Noch sind in Nordrhein-Westfalen Großveranstaltungen mit mehr als 1000 Zuschauern bis einschließlich 31. August verboten – was mit an Sicherheit grenzender Wahrscheinlichkeit aber keinen der betreffenden Vereine berühren wird, denn keine der zur Verfügung stehenden Hallen erreicht ein Fassungsvermögen in dieser Größenordnung. Eine andere Frage ist, wann was in der Halle überhaupt wieder möglich sein wird. Manche sind inzwischen drin, anderen warten auf das Ja der Kommune und hoffen, dass sie im Juli zurückdürfen. Das Problem ist allerdings dasselbe wie bei den Profis, deren Stand der DHB in einem weiteren Positionspapier skizziert hat: „Einige Spielerinnen und Spieler sind seit dem 10. März ohne jegliche handballspezifische Belastung. Die Strukturen müssen erst einmal wieder aufgebaut werden. Es muss jetzt anders trainiert werden als zum Start einer normalen Vorbereitung.“ Dr. Patrick Luig, der Bundestrainer Wissenschaft und Bildung, nennt als Mitglied der „DHB-Taskforce“ einen wesentlichen Punkt neben den konkreten Vorschlägen für die Profis: „Unsere Empfehlung kann natürlich, angepasst an die individuellen Trainingsumfänge, auch von anderen leistungsorientierten Mannschaften übernommen werden.“ Nur konsequent: In die die Vorbereitung ist eine Vor-Vorbereitung eingebaut. Da werden sie möglicherweise beim Drittliga-Aufsteiger TuS 82 Opladen besonders aufmerksam zuhören, weil Luig vor einigen Jahren als Trainer in der Bielerthalle gearbeitet hat. Sein für den Bereich Athletik zuständiger Bundestrainer-Kollege David Gröger sieht den gesamten Ansatz naturgemäß genauso: „Die richtige Belastbarkeit kommt doch erst in wettkampfähnlichen, handballspezifischen Situationen. Das Verhältnis aus Athletik und handballspezifischem Training muss sich wieder einpendeln.“ Das gesamte Papier mit allen Vorschlägen findet sich auf der offiziellen Seite des DHB unter dem Stichpunkt: „Eine Richtschnur für den Neustart.“
Vom 30. April stammt das Positionspapier „Return to play“ mit den verschiedenen denkbaren Stufen für den Wieder-Einstieg. Demnach gilt seit dem 1. Juni die Stufe 5: Handballspezifisches Training ohne Zweikämpfe in Kleingruppen – in der Halle.
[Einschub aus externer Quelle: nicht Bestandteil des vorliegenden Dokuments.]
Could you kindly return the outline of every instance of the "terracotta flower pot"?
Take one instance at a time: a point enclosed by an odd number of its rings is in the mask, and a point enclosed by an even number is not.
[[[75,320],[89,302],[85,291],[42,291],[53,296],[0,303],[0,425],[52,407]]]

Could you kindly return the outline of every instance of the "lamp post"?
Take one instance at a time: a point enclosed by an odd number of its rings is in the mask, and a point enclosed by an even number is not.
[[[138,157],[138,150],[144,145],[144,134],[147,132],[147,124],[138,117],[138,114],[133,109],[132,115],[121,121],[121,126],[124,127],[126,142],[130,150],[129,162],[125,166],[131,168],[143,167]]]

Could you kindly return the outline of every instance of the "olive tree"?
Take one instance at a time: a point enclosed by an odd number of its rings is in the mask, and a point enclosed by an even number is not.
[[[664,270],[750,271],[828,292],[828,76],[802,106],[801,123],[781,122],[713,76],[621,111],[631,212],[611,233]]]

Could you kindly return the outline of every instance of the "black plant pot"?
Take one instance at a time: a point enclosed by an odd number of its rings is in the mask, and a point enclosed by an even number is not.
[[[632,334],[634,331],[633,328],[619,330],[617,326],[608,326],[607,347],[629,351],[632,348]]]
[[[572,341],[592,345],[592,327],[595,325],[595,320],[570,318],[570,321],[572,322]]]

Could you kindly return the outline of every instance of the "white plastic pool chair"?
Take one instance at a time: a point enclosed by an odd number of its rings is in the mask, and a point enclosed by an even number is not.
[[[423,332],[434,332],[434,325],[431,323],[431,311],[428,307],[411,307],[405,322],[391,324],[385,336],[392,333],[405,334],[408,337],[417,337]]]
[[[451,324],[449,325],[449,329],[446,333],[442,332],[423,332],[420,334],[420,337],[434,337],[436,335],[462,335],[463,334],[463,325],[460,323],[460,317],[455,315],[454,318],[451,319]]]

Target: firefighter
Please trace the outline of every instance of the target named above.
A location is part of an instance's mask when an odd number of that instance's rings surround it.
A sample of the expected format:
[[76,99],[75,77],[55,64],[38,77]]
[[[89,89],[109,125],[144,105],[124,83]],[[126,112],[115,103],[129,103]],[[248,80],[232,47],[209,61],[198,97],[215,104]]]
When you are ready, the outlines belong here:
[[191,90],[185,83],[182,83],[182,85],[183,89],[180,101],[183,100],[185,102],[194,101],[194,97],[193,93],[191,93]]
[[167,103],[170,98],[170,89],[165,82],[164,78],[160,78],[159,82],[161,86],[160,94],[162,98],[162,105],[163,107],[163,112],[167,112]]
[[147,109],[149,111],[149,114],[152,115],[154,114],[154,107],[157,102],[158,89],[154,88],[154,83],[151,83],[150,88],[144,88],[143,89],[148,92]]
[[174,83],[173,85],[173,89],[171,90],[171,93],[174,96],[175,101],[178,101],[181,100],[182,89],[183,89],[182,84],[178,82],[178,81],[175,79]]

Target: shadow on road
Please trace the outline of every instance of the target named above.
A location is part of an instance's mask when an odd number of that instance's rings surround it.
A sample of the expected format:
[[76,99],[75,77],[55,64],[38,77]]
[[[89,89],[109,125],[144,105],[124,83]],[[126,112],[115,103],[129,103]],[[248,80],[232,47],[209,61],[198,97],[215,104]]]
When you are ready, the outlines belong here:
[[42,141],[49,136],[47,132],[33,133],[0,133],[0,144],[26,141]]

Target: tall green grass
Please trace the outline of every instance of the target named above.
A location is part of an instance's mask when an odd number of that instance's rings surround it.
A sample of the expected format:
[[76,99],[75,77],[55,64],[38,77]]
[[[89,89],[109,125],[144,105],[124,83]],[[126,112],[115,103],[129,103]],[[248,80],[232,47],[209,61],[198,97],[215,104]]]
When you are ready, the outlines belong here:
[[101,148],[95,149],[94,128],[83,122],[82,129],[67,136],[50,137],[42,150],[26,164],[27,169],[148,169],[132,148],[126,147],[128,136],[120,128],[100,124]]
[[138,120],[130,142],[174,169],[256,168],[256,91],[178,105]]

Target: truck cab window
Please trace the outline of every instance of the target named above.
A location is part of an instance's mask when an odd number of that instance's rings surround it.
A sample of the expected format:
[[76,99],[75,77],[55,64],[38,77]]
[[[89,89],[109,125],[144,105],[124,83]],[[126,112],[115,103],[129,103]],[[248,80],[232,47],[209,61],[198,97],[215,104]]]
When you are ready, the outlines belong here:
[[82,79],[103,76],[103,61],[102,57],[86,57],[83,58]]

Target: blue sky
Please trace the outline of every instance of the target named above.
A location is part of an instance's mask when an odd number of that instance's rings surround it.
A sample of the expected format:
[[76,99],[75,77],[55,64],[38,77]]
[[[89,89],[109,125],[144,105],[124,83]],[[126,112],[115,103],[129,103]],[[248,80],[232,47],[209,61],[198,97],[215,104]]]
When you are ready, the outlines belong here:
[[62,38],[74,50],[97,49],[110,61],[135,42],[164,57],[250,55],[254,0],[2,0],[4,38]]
Einer der Bestandteile: Pass, Wurf und Kleingruppentaktik. Der Pferdefuß, der viele noch an der Umsetzung hindern dürfte: „Indoor-Aktivitäten nur in privaten oder öffentlichen Trainingseinrichtungen, die eine exklusive Nutzung oder räumliche Trennung der Trainingsgruppen während der Durchführung ermöglichen.“ Ab dem 1. Juli sollen Zweikämpfe hinzukommen (Stufe 6) und ab dem 1. August der Testspiel- und Wettkampf-Betrieb ohne Publikum. Etwas später könnte tatsächlich die Saison 2020/2021 beginnen – falls nötig, mit Einschränkungen: „Der Spielbetrieb kann eventuell zunächst mit reduzierter Zuschauerzahl und eingeschränkten Bewirtungs- und Restaurationsmöglichkeiten durchgeführt werden, um größere Schlangen, Gedränge oder Ähnliches zu vermeiden.“ Diesen Rahmen würden nach dem jetzigen Stand vermutlich die meisten der Beteiligten unterschreiben – so, wie sie in der Meisterschaft „Geisterspiele“ vor ganz leeren Rängen einheitlich ablehnen.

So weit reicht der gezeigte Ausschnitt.